06 de agosto. Playa de los muertos.
Pasado Carboneras y después de una carretera sinuosa en la
que puede verse, en ocasiones, la costa muy abajo, llegamos a un aparcamiento
donde coches esperan el turno para entrar en un aparcamiento al aire libre
y donde el ayuntamiento cobra cuatro euros por aparcar. Sacamos todo el equipaje
necesario para pasar unas horas en la playa: neveras, sombrillas y un largo
etcétera. La playa, natural y de difícil acceso, está a veinte minutos
caminando por una senda llena de rocas. ¿Cómo pudo llegar el hombre blanco al
nacimiento del Nilo con aquellos bártulos? Creo que la respuesta está en que no
había mujeres, o al menos no eran como Mary Kingsley, y no había niños (y
tenían porteadores). El reguero de gente es continuo y al llegar vemos que la
anchura entre dos enormes entrantes del mar, la playa, es de unos quinientos
metros y está a rebosar. Para establecernos no tenemos más remedio que molestar
a los que, como nosotros, han ido a estar solos en una playa exclusiva.
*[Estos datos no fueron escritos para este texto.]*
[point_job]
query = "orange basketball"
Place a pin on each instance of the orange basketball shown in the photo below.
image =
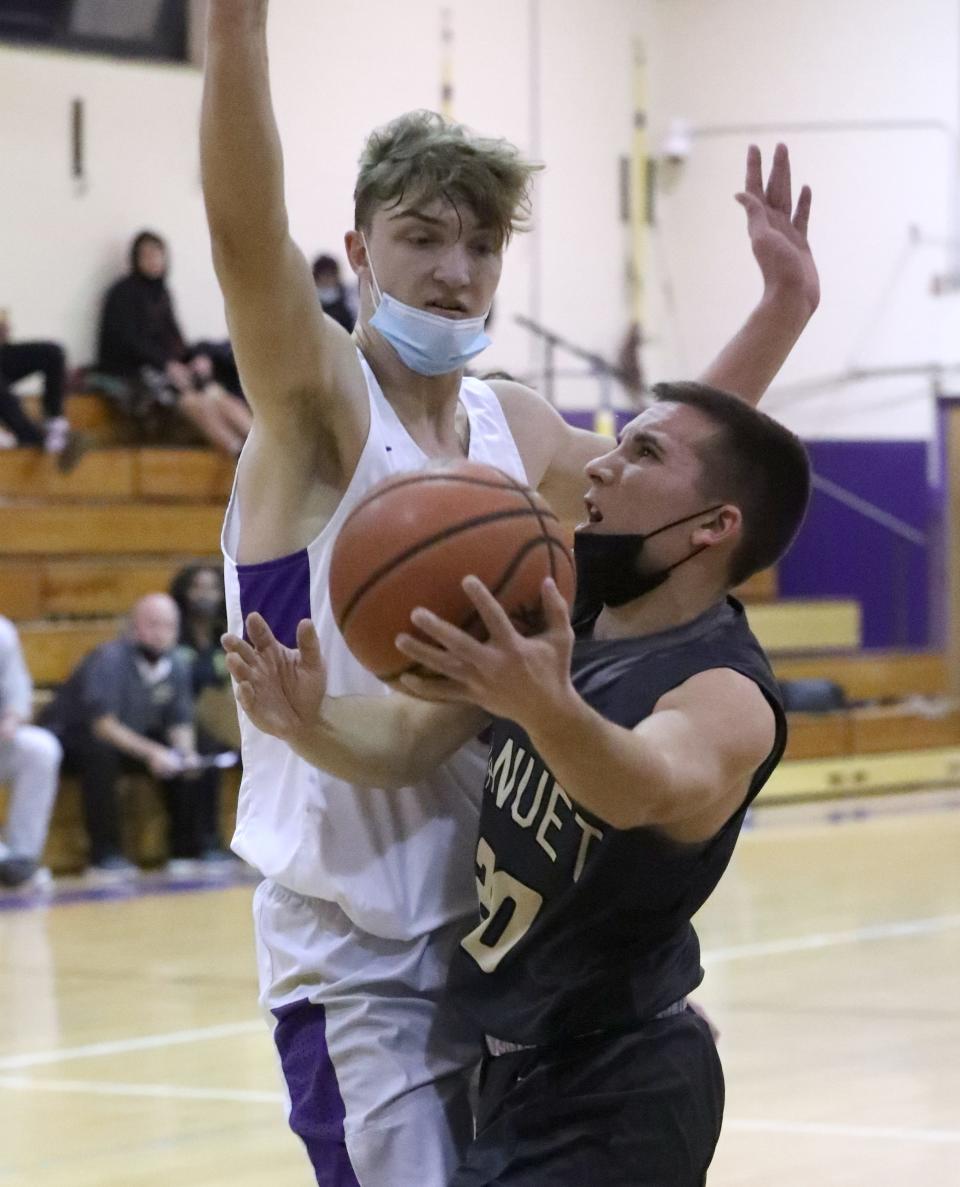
(413, 539)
Hay
tantas piedras y tan bonitas que me llevaría un buen montón pero no podría
transportar ni un gramo más a la vuelta sabiendo que encima es cuesta arriba.
Al principio nos
acompaña el mal humor pero para eso hemos llevado las neveras. Sacamos un
estupendo vino blanco, unas patatas y unos nachetes y pronto, después de los
brindis, reímos como niños; más que ellos. En ocasiones es necesario echar un buen trago.